The annual award is presented to the still camera introduced in Japan over the past year that club members deem ‘most popular, valuable and innovating to the market’.
The judging committee said: ‘To become the right product as the second-generation model of the Olympus OM-D E-M5, this camera is designed for focusing in high quality – close to that of the company’s flagship, the E-M1, in terms of both functionality and operability.’
They added: ‘The 5-axis image stabilisation and 40MP high-resolution mode result in the possibility of [a] high-resolution image with a compact lens interchanging camera.
‘In addition, the camera responds to users’ needs with features including dust-and-splash proof structure and low-temperature capability to minus 10°C.’

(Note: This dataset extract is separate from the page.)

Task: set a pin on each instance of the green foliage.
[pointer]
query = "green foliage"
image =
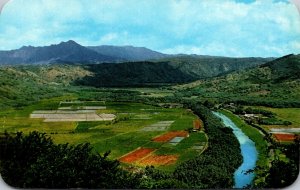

Earlier this month, Olympus announced it was set to roll out 7,000 ‘titanium-tinted’ OM-D E-M5 Mark II cameras, in homage to the firm’s titanium-clad OM-3Ti SLR launched in 1994
Announced in February, the OM-D E-M5 Mark II Olympus is a revamped version of the enthusiast-level OM-D E-M5.
At the time, Olympus claimed to have improved its three-year-old 5-axis image stabilisation system to make it the ‘world’s most powerful IS’, delivering ‘startling image quality’.
This was made possible using a better algorithm and by installing a new motion sensor, added the firm.